Nintendo’s 5th gen console – the Nintendo 64 – was a powerhouse that stood toe to toe with high end PCs of that gen and even had several technical showpieces to prove that point: Super Mario 64, Legend Of Zelda: Majora’s Mask, Wave Race 64, Perfect Dark, Turok 3, Rayman 2: The Great Escape, F-Zero X, Sin & Punishment (JP only), Resident Evil 2, Conker’s Bad Fur Day being some games that pushed the N64 to it’s limits.
However another such game – perhaps the most technically impressive N64 title – that went under the radar is a unique 3D collectathon platformer that very few know about: Rocket – Robot On Wheels.
Published by Ubisoft, it was Sucker Punch’s very first video game (yep, the same studio that is now owned by Sony and makes the inFAMOUS games for PlayStation), as well as the first home console game to use a realistic physics engine. So everything in the game, including puzzles, platforming, actions (like picking up and throwing stuff) and vehicles (yep, there’s drivable vehicles) are governed by laws of physics, like inertia, mass and force. As an example, floating wooden boxes bob realistically; move to the edge and you’ll tip over. This was something not even Nintendo themselves considered possible at the time. In fact, Sucker Punch’s founder, Chris Zimmerman started the project with exactly that in mind: achieving the impossible, and with this game, I’d say the studio passed with flying colors..
The plot is simple but charming: the titular Rocket, researcher Dr. Gavin’s robot unicycle is supposed to take care of his futuristic amusement park called Whoopie World, during his absence. Unfortunately, the park’s mascot, Jojo the Racoon escapes from his cage, takes over the park and kidnaps the park mascot, Whoopie the Walrus scattering Tickets and Tokens all across the seven worlds in the process; now it’s all up to our tiny one-wheeled robot to bring the park under control.
Visually, the game may not be striking, but the art design is well done; character models look decent and are well animated.
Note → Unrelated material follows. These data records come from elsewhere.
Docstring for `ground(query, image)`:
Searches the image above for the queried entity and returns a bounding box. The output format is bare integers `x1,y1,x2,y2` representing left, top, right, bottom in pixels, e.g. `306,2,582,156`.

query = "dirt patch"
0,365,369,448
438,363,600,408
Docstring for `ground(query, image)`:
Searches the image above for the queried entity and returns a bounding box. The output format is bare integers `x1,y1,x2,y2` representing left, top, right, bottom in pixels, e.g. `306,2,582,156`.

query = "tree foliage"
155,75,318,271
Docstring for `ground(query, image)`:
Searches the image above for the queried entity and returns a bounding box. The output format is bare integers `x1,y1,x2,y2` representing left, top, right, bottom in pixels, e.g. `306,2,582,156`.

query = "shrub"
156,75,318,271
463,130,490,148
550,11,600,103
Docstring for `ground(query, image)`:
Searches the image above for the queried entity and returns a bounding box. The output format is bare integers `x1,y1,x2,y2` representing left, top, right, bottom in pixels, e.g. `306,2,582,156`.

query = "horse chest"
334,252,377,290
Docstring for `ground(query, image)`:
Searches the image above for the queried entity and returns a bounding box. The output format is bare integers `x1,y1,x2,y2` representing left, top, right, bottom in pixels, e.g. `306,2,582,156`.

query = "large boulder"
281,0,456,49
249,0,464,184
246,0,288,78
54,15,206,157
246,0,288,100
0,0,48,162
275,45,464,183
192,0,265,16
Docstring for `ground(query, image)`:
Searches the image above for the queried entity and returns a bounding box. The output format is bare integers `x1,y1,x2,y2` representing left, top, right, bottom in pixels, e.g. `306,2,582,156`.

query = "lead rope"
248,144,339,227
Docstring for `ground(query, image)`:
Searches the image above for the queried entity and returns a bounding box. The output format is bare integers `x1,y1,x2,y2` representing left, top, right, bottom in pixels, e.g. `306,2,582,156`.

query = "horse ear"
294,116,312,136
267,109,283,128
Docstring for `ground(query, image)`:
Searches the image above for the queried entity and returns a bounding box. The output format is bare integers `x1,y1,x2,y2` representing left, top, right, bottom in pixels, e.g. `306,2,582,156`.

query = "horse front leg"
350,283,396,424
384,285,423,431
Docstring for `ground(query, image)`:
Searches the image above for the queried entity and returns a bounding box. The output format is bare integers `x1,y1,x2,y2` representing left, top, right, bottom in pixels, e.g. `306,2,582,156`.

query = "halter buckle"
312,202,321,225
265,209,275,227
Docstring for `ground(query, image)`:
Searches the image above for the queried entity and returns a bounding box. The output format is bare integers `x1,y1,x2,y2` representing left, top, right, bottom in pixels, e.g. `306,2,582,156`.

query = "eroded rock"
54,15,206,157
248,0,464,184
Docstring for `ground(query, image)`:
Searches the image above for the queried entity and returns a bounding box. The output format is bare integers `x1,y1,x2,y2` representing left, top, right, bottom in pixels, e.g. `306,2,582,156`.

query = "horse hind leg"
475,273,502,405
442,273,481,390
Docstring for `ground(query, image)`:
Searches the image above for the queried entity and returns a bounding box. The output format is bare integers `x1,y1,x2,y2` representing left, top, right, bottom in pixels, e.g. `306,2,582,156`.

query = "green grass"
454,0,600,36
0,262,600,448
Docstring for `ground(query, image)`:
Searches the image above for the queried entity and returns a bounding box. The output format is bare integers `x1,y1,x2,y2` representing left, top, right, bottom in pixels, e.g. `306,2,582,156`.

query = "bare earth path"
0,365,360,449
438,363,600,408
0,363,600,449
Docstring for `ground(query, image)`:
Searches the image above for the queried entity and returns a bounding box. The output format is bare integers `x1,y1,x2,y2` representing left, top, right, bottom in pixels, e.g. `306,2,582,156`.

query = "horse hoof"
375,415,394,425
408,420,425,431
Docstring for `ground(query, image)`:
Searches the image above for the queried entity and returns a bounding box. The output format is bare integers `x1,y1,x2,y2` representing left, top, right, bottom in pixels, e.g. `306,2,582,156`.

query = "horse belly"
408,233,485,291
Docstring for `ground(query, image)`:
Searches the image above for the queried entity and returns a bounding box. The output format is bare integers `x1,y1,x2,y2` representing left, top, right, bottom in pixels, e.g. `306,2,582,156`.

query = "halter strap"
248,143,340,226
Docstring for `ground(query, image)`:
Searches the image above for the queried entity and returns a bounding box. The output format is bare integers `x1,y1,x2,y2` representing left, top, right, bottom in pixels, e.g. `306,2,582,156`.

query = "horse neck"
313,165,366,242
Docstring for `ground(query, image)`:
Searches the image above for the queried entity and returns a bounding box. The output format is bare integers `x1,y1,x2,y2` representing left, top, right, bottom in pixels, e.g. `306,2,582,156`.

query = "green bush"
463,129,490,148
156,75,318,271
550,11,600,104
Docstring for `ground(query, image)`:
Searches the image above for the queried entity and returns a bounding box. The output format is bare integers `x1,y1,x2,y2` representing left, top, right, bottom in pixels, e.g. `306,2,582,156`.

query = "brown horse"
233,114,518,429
Environments are quite vibrant and detailed too.
Gameplay wise, it’s quite reminiscent of another N64 classic that’s also a 3D platformer: Banjo-Kazooie by developer Rare. Yep, Rocket also employs large explorable worlds that are very different from one another: a mini-amusement park, a forest-like area with Roman structures, an Arabian themed flying carpet level and so on. While I appreciate the variety, one design flaw that’s hard to miss is the fact that only one of the 7 worlds actually resembles a theme park (since that’s the game’s setting) – i.e. the very first world. I mean, an Aztec temple filled with lava doesn’t make for a fun family trip, does it? Likewise, another downside of the game is that it’s levels are too empty; there are large stretches of nothingness that are especially apparent when you consider the fact that the game lays an emphasis on puzzle solving more than run & jump platforming. Neither of these are a problem in Nintendo’s or Rare’s 3D platformer offerings on the system.
Now those nitpicks aside, levels do have a good variety of puzzles to solve, Tokens (the game’s take on Super Mario 64’s coins) to collect and Tickets (reminiscent of Banjo-Kazooie’s Jiggies) to find. Upgrades and new moves can be obtained by collecting Tokens to trade with Tinker (a fellow maintenance robot) while new worlds can be unlocked by collecting the required amount of Tickets.
As mentioned before, in addition to physics, the game’s major highlight are vehicles – ranging from a hotdog shaped car to a hovercraft with a paint canon and even a robotic dolphin to help Rocket traversal water bodies.
While the puzzles are usually based around manipulating the environment to get that specific Ticket/Token, ranging from standard problems like a match-the-picture puzzle to odd stuff like like creating a rollercoaster for eg. (ala Roller Coaster Tycoon) and even Tic-Tac-Toe. Some of these are fun to solve, and some, not so much.
Sound design is generally good with some decent jazzy tunes but the sound effects are quite spot on, from Jojo’s squeaky noises to the electronic sound made as you adjust your camera.
However, the game’s not without it’s problems though:
- Poor camera (especially an issue in crammed spaces).
- Some awkward platforming and puzzles that haven’t been well thought out.
- Annoying enemies (like those flying drones that move and hit far quicker than Rocket can).
But it’s still a pretty enjoyable game for the most part, thanks to a fresh take on the genre and bold design. Rocket: Robot On Wheels is (in my opinion) definitely on par with the other N64 heavyweights. It does something that few games try to do nowadays: revitalize a genre and push the boundaries of what’s considered to be the limit.
If you’ve still got an N64, you owe it to yourself to pick up this hidden gem and play it (or just emulate it); it’s a great experience. Now only if Ubisoft would work on a remake or a full blown sequel… we can dream, can’t we?